How can waves be crashing on all sides of an island at once?

March 31, 2006

Dear Cecil:

This is going to take a while to explain, so bear with me. My kid is a fan of the Age of Empires series of computer games, which give you a bird's-eye view of the landscape on which your armies cavort. You can see an amazing amount of detail, but a while back I noticed something I found comical: whenever you come across an A-of-E island, you see waves crashing on the beach on all sides. Damn computer geeks who wrote this need to get out more, I thought--don't they know waves are driven by the wind, and the wind can't blow in all directions at once? I felt smug till we visited the Hawaiian island of Kauai over Christmas. Our cottage was on the south side of the island--we were lulled to sleep by the waves crashing on the beach. We visited the famous Na Pali coast on the north side of the island, and were impressed but a little puzzled (I was, anyway) by the massive waves crashing on the beach. Finally we took a helicopter tour, and you know what? On every side of the island there were waves crashing on the beach. I'm stumped. OK, the waves on the north were bigger than those on the south--supposedly this is due to winter storms. But shouldn't the waters on the lee side of an island be calm?

Cecil replies:

Obviously not, but don't let that get your hopes up, pops. Just because a computer game faithfully reflects reality once in a while doesn't mean you're about to meet Lara Croft.

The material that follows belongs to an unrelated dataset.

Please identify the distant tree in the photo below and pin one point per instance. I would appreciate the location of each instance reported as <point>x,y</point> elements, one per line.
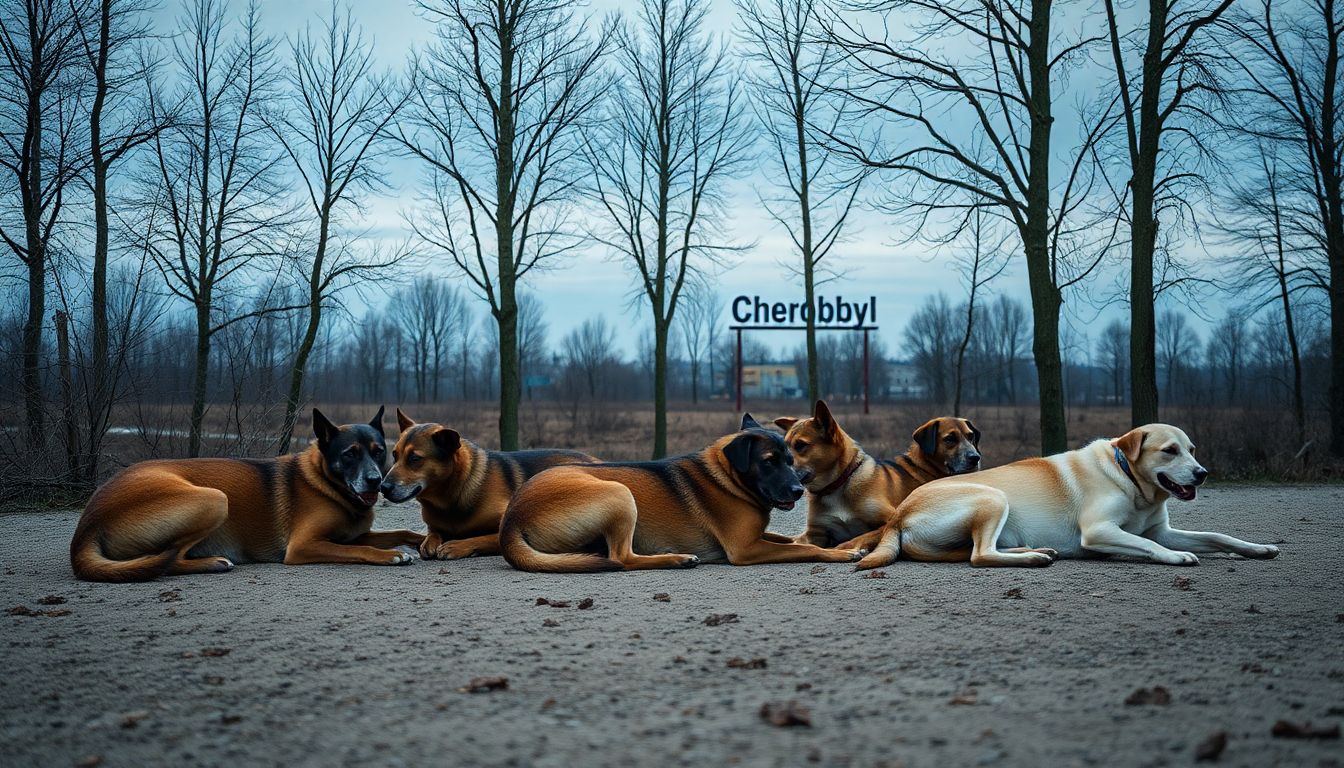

Yes, waves crash on all sides of an island, and no, that doesn't require the wind to blow in all directions at once. (Well, from all directions at once.) In the big-picture sense you're right that the chief force driving waves is the wind. However, the ocean is a capacious place with a lot of water in it, and once set in motion a sequence of waves, or wave train (actually, in midocean it's more of a deep-swell train), isn't an easy thing to divert. So while waves move in the direction of the prevailing winds as a general proposition, what the wind is doing right this instant is largely immaterial. Instead, how a wave behaves on encountering an island is mainly a function of its interaction with the surrounding sea floor.

No doubt you can find more elegant explanations, but the following homely metaphor should get the matter across well enough. Imagine two roller skaters holding a beach towel between them as they skate due south toward a flagpole. They pass on either side but the middle of the towel snags on the pole. The skaters are swung in a circle with the pole at its center (we'll assume they're sufficiently nimble to avoid crashing into each other), while the towel wraps tightly around the pole. A bug on the south side of the pole looks up to see incoming terry cloth and thinks: Gosh, that looks like a towel heading north at high SPLAT.

You get the picture. The towel and the pole represent a wave striking an island. Initially the wave is heading uniformly south, but as it brushes the sloping sea bottom surrounding the island, friction causes it to slow and bend (or refract, I guess we should say) and in effect wrap around the obstructing landform. The practical result is that though the waves strike most forcefully on the north side of the island, they crash on the beach even on the south side, in all cases (barring topographical eccentricities) looking essentially like they're coming from straight offshore. Luckily for us traditionalists, this life-imitates-Age-of-Empires thing goes only so far. Who really wants human reproduction to be a matter of simply selecting a town center and pressing V?

QUESTIONS WE'RE STILL THINKING ABOUT

Don't ask how this came up, please. Which weighs more: a cubic foot of unsalted butter, or a cubic foot of an adult blue whale? --JKP, via e-mail

When a deaf person is also schizophrenic, do they hear people talking to them, or do they just imagine people signing to them? --Zack, via e-mail

Did atheists first come from Athens?--Nighthawk5000, via e-mail

How much deeper would the ocean be without sponges? --Justin Lefto, via e-mail

Way back in the late 1970s there was some guy in Italy that was going to eat a whole car, piece by piece. Any idea what happened to him? --grg2, via e-mail

Personally I haven't the vaguest. However, according to my assistant Bibliophage, who impresses me more each day, he finished oily.